Bonnybridge is quite an unremarkable village in Scotland, a settlement with a population of just 6,000, its closest large town that of Falkirk.

Its high street could be found anywhere in Britain, complete with an Indian restaurant, a Chinese takeaway, a Dominos, a Tesco Express and a Co-op.

There truly isn’t anything overtly special about Bonnybridge apart from the fact that it averages around 300 UFO sightings every year.

This is more than anywhere else on the planet and has led to the area being referred to as ‘The Falkirk Triangle’, a nod to the ever-mysterious Bermuda Triangle thousands of miles away in the North Atlantic Ocean.

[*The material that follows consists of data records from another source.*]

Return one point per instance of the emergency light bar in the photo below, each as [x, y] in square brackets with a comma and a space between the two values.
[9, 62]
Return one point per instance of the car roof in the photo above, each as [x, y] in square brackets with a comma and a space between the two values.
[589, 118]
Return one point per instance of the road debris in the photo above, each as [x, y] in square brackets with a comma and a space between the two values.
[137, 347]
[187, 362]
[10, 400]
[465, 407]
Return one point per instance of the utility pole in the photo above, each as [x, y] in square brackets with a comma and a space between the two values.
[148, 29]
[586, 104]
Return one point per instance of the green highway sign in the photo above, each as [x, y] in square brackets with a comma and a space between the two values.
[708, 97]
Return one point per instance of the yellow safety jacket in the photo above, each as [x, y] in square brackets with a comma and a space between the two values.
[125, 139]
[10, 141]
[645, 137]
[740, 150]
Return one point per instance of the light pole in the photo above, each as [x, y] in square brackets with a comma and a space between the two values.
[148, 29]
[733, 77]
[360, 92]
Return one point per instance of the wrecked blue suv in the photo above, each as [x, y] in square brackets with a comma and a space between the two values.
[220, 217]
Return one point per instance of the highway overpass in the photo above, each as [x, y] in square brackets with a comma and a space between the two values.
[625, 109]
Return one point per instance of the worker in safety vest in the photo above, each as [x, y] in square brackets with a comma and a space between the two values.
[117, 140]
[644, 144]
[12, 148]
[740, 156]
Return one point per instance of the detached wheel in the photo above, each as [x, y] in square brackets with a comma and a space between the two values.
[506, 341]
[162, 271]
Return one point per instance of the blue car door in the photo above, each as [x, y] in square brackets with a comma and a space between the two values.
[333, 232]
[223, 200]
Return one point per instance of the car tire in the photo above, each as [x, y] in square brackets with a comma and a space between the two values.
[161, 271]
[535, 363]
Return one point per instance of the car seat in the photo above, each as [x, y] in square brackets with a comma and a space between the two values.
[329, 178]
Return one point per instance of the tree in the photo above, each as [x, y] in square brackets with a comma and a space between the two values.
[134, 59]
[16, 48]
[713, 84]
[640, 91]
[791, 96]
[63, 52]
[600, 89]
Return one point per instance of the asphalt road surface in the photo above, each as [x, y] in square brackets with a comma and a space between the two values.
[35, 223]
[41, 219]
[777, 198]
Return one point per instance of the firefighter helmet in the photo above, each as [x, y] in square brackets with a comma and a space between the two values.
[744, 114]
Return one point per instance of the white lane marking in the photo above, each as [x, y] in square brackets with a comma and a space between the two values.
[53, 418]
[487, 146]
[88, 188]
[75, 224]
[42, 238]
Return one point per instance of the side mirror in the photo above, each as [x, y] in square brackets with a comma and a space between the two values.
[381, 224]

The widespread sightings began in the 1990s, and ever since, Bonnybridge has been plagued by a fear of the unknown.

In 1992, James Walker, a local businessman, stopped his car on a country road after spotting an object that resembled a shining star blocking his way but soon sped off.

A media frenzy ensued, and Bonnybridge was flooded with TV crews from around the country filming news pieces and documentaries.

Another sighting came just a few months later when the Sloggett family were out for an evening walk from Hallglen to Bonnybridge.

Steven Sloggett, the father, pointed out a “blue basketball-sized light” in the sky that was making a strange noise, and which quickly “swooped down and landed in a nearby field”, after which the door to the craft is said to have opened.

Malcolm Robinson, a paranormal researcher co-authoring a book about Bonnybridge, told The Mirror about the spine-tingling encounter: “As the family ran at a furious pace down the road, a blinding intense light shone out at them through a grouped range of trees.”